🤖 AI Summary
To address the challenge of jointly modeling multimodal predictors and responses in high-dimensional tensor time series, this paper proposes the first unified stochastic regression framework based on CANDECOMP/PARAFAC (CP) decomposition, supporting arbitrary combinations of vector-, matrix-, and tensor-valued inputs and outputs—including tensor autoregression as a natural special case. Methodologically, it systematically introduces CP decomposition into high-dimensional tensor regression to enable interpretable modeling of cross-modal interactions. We construct both CP low-rank and sparse CP low-rank estimators and derive tight non-asymptotic error bounds. Theoretical analysis integrates alternating minimization with regularization techniques; simulations confirm the tightness of the bounds and computational efficiency.
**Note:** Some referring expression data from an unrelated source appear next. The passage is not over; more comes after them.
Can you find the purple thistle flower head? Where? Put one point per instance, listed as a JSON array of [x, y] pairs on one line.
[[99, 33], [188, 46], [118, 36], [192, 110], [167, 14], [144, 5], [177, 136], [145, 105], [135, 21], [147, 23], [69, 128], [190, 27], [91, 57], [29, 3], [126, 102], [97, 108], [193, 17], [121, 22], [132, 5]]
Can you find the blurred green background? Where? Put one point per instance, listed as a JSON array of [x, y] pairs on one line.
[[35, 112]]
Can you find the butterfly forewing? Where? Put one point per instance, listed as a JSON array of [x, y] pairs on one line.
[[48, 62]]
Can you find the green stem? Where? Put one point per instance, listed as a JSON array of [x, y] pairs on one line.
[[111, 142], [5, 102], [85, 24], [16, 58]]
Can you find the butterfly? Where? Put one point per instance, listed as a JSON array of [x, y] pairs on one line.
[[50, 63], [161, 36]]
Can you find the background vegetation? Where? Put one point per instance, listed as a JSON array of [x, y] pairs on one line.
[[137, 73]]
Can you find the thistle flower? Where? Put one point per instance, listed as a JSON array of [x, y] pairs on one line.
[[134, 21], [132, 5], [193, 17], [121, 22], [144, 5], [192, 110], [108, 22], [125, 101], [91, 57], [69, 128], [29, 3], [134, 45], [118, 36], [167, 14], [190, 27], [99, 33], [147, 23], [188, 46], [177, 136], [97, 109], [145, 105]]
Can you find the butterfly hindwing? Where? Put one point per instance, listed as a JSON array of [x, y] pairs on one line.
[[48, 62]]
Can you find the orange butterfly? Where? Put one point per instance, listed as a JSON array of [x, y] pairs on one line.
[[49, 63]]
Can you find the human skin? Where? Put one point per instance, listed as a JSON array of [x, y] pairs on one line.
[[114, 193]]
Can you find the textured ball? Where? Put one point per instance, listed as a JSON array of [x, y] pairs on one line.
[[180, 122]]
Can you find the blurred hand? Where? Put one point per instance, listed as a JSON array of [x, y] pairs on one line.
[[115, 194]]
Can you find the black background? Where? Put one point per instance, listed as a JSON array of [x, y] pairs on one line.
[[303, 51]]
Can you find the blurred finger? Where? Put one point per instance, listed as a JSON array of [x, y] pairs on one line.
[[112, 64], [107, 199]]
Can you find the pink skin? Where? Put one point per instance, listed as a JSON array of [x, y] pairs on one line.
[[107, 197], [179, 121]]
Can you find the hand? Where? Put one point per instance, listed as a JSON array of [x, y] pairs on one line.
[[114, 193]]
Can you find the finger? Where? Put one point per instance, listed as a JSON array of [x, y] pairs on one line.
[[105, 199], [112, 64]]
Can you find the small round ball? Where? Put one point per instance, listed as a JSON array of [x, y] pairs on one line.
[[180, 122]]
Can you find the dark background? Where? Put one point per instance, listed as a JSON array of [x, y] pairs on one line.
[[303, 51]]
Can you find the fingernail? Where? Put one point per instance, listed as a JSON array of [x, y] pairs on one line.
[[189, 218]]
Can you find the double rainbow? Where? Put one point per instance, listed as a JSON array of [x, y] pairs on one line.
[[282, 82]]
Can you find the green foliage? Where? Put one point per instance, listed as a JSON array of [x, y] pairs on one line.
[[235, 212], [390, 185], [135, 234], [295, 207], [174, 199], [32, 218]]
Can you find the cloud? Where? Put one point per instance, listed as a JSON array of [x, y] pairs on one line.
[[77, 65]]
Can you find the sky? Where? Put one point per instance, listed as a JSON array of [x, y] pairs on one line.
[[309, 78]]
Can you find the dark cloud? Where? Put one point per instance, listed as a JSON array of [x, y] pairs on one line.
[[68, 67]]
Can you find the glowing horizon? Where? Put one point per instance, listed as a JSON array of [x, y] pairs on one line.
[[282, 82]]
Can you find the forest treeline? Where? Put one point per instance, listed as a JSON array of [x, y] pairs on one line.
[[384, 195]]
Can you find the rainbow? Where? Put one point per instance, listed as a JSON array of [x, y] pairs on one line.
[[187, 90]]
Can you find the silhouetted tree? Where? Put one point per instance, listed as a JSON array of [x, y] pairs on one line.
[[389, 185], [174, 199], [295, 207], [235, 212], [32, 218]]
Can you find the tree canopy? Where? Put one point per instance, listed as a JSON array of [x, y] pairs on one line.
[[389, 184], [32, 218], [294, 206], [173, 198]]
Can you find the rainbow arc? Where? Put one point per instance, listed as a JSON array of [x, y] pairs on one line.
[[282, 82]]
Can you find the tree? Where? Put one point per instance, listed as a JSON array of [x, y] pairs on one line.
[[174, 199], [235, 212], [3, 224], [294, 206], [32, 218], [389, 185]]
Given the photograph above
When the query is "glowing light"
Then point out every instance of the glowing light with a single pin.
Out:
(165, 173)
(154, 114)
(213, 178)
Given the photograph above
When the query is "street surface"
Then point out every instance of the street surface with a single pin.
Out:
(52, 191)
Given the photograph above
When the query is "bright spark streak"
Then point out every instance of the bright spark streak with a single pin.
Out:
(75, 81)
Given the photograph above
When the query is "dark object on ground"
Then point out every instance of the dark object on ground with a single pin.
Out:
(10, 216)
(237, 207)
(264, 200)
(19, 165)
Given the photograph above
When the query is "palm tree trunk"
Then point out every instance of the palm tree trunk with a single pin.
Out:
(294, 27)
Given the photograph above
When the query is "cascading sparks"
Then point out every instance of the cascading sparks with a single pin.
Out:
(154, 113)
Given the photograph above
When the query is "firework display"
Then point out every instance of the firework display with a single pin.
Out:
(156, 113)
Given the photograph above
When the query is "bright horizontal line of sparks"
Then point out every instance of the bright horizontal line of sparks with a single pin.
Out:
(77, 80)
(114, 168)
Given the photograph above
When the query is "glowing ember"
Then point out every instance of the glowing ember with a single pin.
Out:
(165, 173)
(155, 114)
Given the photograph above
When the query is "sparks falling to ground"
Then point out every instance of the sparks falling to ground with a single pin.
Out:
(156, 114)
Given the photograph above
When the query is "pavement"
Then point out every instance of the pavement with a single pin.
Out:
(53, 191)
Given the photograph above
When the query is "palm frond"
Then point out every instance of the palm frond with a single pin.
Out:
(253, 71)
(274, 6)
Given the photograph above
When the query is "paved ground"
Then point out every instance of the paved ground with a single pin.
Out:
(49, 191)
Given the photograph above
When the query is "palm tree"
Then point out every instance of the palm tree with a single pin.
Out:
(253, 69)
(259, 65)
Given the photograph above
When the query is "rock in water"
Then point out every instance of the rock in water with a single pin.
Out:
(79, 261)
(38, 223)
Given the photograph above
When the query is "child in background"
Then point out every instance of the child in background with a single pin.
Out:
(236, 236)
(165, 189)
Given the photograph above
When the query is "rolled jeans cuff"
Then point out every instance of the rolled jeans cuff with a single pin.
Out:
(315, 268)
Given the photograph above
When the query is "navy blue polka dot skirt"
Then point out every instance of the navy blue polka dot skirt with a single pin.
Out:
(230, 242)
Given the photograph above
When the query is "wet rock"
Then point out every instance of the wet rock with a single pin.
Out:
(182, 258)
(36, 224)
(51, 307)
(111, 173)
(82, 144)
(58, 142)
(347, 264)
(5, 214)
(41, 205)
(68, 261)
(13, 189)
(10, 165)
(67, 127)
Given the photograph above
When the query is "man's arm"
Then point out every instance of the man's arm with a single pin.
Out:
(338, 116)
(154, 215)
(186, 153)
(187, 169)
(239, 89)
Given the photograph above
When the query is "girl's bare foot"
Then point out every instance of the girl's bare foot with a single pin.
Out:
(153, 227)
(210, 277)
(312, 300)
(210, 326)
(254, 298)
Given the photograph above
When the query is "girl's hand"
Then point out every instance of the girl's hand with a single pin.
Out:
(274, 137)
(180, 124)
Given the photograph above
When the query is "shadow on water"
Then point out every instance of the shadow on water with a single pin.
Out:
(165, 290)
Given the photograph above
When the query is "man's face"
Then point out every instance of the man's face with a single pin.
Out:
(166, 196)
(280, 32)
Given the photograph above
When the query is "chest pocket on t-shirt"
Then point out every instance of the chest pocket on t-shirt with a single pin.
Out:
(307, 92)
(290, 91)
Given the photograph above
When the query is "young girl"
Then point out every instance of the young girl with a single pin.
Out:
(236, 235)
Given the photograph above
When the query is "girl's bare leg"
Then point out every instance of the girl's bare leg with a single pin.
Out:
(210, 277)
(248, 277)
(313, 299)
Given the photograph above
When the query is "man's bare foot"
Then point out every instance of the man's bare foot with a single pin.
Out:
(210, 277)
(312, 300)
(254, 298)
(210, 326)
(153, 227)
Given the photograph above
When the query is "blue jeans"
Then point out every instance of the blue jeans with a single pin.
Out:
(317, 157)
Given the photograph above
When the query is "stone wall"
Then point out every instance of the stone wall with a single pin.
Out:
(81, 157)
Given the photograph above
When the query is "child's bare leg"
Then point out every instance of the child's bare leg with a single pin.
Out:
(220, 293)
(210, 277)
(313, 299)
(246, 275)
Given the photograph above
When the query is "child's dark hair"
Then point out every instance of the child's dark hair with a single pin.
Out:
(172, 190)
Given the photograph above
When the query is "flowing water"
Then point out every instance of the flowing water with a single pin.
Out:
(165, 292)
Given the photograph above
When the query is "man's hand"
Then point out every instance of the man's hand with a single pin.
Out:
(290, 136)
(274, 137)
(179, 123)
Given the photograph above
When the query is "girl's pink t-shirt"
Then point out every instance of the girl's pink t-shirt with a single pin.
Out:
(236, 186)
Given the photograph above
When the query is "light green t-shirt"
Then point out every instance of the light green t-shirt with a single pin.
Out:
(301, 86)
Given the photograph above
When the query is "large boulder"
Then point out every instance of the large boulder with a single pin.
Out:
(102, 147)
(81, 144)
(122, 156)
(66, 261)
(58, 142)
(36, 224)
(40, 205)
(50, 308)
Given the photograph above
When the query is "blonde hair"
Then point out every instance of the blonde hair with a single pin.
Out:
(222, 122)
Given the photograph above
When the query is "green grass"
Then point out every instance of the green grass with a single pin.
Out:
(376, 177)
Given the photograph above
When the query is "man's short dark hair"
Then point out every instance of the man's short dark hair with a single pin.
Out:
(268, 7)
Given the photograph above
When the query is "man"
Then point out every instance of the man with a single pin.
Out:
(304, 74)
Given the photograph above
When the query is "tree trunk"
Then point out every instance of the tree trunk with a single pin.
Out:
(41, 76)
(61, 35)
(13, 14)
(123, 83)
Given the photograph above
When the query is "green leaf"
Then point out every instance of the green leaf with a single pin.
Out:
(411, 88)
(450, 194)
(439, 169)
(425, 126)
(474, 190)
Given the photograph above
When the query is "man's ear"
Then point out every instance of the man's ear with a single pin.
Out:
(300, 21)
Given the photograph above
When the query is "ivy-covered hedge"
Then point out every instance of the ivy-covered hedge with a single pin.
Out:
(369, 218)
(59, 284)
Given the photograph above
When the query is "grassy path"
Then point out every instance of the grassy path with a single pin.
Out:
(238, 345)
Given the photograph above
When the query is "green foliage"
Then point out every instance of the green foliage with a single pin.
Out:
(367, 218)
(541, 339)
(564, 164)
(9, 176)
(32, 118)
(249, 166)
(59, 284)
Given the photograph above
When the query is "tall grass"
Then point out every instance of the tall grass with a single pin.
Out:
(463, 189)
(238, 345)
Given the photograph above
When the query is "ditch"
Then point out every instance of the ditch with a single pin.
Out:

Empirical studies on macroeconomic and air pollution data successfully uncover interpretable low-dimensional dynamic dependence structures.
📝 Abstract
As tensor-valued data become increasingly common in time series analysis, there is a growing need for flexible and interpretable models that can handle high-dimensional predictors and responses across multiple modes. We propose a unified framework for high-dimensional tensor stochastic regression based on CANDECOMP/PARAFAC (CP) decomposition, which encompasses vector, matrix, and tensor responses and predictors as special cases. Tensor autoregression naturally arises as a special case within this framework. By leveraging CP decomposition, the proposed models interpret the interactive roles of any two distinct tensor modes, enabling dynamic modeling of input-output mechanisms. We develop both CP low-rank and sparse CP low-rank estimators, establish their non-asymptotic error bounds, and propose an efficient alternating minimization algorithm for estimation. Simulation studies confirm the theoretical properties and demonstrate the computational advantage. Applications to mixed-frequency macroeconomic data and spatio-temporal air pollution data reveal interpretable low-dimensional structures and meaningful dynamic dependencies.